Today was hard, very hard. It started out innocuously enough. I was supposed to have a 10:00 meeting that got cancelled, so I sat down and did a little journaling followed by my daily 4 minute meditation/ visualization. And that’s when it happened. Tears came to my eyes and all of the sudden I was bawling. Crying like I haven’t cried in a couple of years.

October can be a rough month for me. In a couple of days it will be the 35th anniversary of when I met my late husband, Bo. The anniversary of his birthday was a couple of weeks ago. In January, it will be 5 years since he died – I can’t even comprehend that it’s been that long.

You know, I have felt the grief creeping up on me lately, surrounding me, on occasion, like a fine mist that I can barely see. It’s the tears just behind my eyes at unexpected times. It’s the gotcha of a sudden memory that comes to me out of the blue.

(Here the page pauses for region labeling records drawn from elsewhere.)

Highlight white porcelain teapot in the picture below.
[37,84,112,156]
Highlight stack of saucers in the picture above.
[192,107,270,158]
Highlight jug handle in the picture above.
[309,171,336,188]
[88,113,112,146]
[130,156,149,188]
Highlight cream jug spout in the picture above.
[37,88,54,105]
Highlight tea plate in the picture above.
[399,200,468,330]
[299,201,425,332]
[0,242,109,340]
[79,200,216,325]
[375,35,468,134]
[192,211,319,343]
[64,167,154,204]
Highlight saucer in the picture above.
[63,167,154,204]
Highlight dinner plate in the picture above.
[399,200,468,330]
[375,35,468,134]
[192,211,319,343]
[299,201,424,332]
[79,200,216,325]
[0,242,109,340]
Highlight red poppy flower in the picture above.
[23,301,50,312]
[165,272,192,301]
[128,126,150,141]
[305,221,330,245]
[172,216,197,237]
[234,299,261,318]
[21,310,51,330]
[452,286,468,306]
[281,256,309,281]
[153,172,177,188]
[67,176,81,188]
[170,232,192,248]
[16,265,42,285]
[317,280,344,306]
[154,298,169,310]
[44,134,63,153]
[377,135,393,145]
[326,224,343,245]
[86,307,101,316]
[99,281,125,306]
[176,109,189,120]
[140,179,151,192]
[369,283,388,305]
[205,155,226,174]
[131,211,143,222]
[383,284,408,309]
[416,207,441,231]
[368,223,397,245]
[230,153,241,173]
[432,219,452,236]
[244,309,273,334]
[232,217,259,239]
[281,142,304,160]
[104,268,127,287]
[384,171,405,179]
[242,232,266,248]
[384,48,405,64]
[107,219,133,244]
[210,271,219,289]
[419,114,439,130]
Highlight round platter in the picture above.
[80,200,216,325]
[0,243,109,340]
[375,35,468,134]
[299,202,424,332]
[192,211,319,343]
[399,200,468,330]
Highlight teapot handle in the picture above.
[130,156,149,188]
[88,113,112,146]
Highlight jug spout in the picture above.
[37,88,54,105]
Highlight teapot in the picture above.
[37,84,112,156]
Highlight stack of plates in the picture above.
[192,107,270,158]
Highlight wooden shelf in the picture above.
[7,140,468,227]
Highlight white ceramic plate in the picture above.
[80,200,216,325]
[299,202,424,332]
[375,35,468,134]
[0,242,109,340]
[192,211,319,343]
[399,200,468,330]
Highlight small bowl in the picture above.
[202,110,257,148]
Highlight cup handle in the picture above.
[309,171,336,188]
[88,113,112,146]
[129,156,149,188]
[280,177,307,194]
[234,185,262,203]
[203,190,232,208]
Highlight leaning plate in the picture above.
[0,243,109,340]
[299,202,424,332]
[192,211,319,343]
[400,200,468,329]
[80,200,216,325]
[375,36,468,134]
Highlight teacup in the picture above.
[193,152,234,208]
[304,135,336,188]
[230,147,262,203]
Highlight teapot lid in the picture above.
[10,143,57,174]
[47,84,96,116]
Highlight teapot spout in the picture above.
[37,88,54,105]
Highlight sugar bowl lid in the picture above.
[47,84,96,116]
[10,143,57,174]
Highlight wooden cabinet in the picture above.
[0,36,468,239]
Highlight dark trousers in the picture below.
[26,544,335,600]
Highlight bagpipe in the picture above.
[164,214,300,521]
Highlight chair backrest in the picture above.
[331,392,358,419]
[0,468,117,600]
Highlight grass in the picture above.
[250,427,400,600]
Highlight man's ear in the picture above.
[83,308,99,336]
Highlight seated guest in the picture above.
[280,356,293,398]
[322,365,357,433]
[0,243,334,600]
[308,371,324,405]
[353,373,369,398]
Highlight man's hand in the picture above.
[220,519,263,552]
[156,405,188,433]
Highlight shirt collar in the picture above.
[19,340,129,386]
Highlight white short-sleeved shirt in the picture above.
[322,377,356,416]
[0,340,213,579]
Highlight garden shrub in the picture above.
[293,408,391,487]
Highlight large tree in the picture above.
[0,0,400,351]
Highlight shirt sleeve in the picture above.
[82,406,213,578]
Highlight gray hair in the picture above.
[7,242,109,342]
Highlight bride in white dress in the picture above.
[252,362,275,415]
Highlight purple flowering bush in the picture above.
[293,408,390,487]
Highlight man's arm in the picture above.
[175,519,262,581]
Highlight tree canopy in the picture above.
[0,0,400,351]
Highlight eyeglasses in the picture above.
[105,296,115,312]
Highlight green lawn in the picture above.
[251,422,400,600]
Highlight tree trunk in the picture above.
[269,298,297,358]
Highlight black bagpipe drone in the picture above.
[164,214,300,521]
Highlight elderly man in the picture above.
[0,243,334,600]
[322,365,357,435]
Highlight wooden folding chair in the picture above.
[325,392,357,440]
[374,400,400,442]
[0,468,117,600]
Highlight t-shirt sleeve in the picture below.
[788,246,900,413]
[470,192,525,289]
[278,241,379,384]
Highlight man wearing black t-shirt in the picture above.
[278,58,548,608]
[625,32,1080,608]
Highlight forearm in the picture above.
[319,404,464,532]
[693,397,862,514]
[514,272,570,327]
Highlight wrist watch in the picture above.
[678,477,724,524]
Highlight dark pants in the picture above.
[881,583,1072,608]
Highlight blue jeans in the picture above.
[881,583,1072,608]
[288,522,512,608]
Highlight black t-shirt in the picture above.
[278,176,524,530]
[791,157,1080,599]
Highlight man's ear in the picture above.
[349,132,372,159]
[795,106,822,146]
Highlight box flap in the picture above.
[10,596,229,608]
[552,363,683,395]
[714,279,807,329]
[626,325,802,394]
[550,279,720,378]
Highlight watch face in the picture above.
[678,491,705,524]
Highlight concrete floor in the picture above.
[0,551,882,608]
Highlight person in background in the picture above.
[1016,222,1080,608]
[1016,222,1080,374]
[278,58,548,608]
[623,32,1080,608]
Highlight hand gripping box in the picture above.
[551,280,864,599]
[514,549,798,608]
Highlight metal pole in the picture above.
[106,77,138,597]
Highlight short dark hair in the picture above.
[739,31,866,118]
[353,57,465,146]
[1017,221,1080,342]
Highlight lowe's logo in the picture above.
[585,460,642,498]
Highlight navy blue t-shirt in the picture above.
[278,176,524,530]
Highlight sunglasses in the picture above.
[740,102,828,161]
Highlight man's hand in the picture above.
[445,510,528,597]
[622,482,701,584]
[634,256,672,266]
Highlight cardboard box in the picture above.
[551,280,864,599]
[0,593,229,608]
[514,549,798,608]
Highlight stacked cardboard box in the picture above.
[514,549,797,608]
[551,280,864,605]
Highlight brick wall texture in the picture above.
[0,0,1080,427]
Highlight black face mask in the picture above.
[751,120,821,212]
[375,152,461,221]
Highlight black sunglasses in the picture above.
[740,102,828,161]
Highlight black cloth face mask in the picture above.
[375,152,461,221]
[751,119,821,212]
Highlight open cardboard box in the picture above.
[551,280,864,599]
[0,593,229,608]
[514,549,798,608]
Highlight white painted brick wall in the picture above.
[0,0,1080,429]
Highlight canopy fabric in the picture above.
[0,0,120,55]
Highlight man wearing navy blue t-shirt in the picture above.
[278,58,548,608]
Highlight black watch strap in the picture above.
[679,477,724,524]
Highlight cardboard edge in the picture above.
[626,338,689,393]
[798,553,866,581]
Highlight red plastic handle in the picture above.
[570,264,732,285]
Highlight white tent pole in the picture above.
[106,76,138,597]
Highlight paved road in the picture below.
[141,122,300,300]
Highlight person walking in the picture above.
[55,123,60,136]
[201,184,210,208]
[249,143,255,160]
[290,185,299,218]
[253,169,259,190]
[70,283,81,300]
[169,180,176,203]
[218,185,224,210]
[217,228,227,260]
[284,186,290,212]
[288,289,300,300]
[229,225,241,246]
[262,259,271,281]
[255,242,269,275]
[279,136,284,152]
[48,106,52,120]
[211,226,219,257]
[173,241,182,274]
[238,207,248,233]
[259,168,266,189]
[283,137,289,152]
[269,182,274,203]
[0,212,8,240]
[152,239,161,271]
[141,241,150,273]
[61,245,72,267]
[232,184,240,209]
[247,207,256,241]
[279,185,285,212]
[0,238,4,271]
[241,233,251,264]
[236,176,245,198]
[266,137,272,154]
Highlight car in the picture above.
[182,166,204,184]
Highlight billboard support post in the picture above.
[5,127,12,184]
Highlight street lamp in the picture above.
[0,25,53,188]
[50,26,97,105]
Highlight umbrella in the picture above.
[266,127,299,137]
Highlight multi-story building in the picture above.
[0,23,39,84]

So, today it caught up with me. I sat in my chair and cried for a few minutes – not the howling scream of new grief, but the tears and sobs of that eternal grief that comes out of nowhere and levels me. Since the vast majority of my time now with people who never met Bo, I thought it would help to get out of the house and go to a place where people knew both of us – to my chiropractor’s (and good friend), Dotsie’s office.

Ha. As soon as I drove into the parking lot, I flashed back to the last time I had been there with Bo and I lost it again. But I went in anyway, keeping my sunglasses firmly in place. Her husband, Scott, was manning the front desk and we chatted a bit about the nature of grief and being sad. He’s so very kind that he reminded me about a supplement I could take that we jokingly call the happy pill.

But I said no, thank you. Why? Because over the last 5 years I’ve learned that I really do have to go through these grief episodes to get to the next place. It’s part of the process. And even I understand that this is a process to be respected. I call it sitting with the grief.

As I left her office, I played the Melissa Etheridge song, I Take You with Me, with these beautiful lyrics:

But I have made a promise/ That I intend to keep/  My love, wherever I go/ I take you with me.

People have been saying that Bo is here with me literally since the day he died. By the way, don’t ever say that to someone who has just lost a loved one unexpectedly. It’s the worst because it’s so damn hard to believe that they could possibly be there when they just left you.

Suddenly, I did feel better. I felt so tired that I felt like a weighed 500 pounds, but I felt better. Somehow, those words, “wherever I go, I take you with me” had penetrated the buzz of grief going on in my brain. And it’s true. I do take him with me. He’s with me when I take the initial call from a potential client and when I work with startups.

In my worst moments, when I’m stuck in the quagmire that’s bootstrapping a small business or worrying about the future, I hear him telling me, all those years ago, “You can do this.” And, I still believe him. So I keep going. And, in those moments, I feel comforted. I feel cherished, and I feel blessed.